Reach for less autonomy when…
- The change is small or local — a line, a block, a single file.
- You already know the answer and just want it typed faster.
- You're exploring or learning, and want to decide each step.
- The code path is high-risk and you want eyes on every edit.
Reach for more autonomy when…
- The change spans many files and the pattern is clear.
- "Done" is well-defined — tests pass, build is green.
- The legwork (finding every call site) is the hard part.
- You can sandbox it: a branch, a review gate, good tests.
Notice the right-hand column has a precondition the left doesn't: you can only safely hand off more when you can check the result cheaply. An agent without a test suite to satisfy is just generating plausible code at speed. The guardrails aren't bureaucracy — they're what make the autonomy worth having.
Where each mode breaks down
Every mode has a failure shape, and knowing it is half of using the tool well. Autocomplete fails silently and locally — a subtly wrong line you accepted on muscle memory. Chat fails out of context — advice that's right in isolation and wrong for your actual codebase. Agents fail at scale — a confident, wide-reaching change built on a misread assumption. The mitigations are different too: for autocomplete, slow down and read; for chat, give it more context or verify against the real code; for agents, narrow the scope and lean on tests.

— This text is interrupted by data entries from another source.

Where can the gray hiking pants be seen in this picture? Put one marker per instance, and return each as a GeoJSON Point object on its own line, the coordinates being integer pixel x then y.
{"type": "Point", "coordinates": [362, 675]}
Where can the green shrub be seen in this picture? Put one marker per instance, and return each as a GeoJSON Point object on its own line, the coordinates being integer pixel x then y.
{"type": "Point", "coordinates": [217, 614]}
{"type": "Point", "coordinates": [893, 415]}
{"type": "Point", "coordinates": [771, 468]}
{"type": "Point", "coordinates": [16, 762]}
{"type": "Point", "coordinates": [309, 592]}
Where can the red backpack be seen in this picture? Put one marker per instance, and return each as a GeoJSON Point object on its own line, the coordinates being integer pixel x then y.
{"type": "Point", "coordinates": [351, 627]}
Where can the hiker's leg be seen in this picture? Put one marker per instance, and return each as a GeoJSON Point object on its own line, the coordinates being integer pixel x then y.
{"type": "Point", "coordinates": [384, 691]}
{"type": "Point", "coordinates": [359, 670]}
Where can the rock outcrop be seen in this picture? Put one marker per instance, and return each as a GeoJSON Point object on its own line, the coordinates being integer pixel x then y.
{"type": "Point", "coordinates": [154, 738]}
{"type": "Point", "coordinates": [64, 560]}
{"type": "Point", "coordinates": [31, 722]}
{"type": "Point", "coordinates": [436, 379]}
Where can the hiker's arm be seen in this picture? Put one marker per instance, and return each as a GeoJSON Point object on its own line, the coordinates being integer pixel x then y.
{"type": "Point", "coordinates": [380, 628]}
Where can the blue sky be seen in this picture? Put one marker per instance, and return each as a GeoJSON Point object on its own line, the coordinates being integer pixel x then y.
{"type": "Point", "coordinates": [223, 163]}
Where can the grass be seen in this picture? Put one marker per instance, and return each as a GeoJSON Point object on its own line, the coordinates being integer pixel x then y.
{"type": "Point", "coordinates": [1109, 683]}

What none of them fix is the need to understand your own system. The assistant is leverage on judgement you already have, not a substitute for it. On a good day an agent saves me an afternoon of mechanical edits. On a bad day it would have shipped a confident mistake if I hadn't read the diff. Both of those are true at once, and holding both is the whole skill.
How I actually work
- Autocomplete is always on. It's the lowest-friction win — boilerplate and known patterns, no thought required, every line still under my eyes.
- Chat is my thinking partner. For understanding unfamiliar code, debugging, and arguing through a design before I write it.
- Agents do the heavy mechanical lifting. Multi-file changes with a clear finish line, on a branch, with tests as the contract — and I read the entire diff before it lands.
I won't pretend I'm neutral about which agent I prefer — I do most of my building with an agentic CLI — but the honest answer to "which tool should I use?" is "which mode does this task need?". The categories aren't competitors so much as gears. The developers getting the most out of all this aren't the ones who picked the one true tool; they're the ones who learned when to shift, and never stopped reading the output. The hype keeps moving. The verify-everything habit is the part that ages well.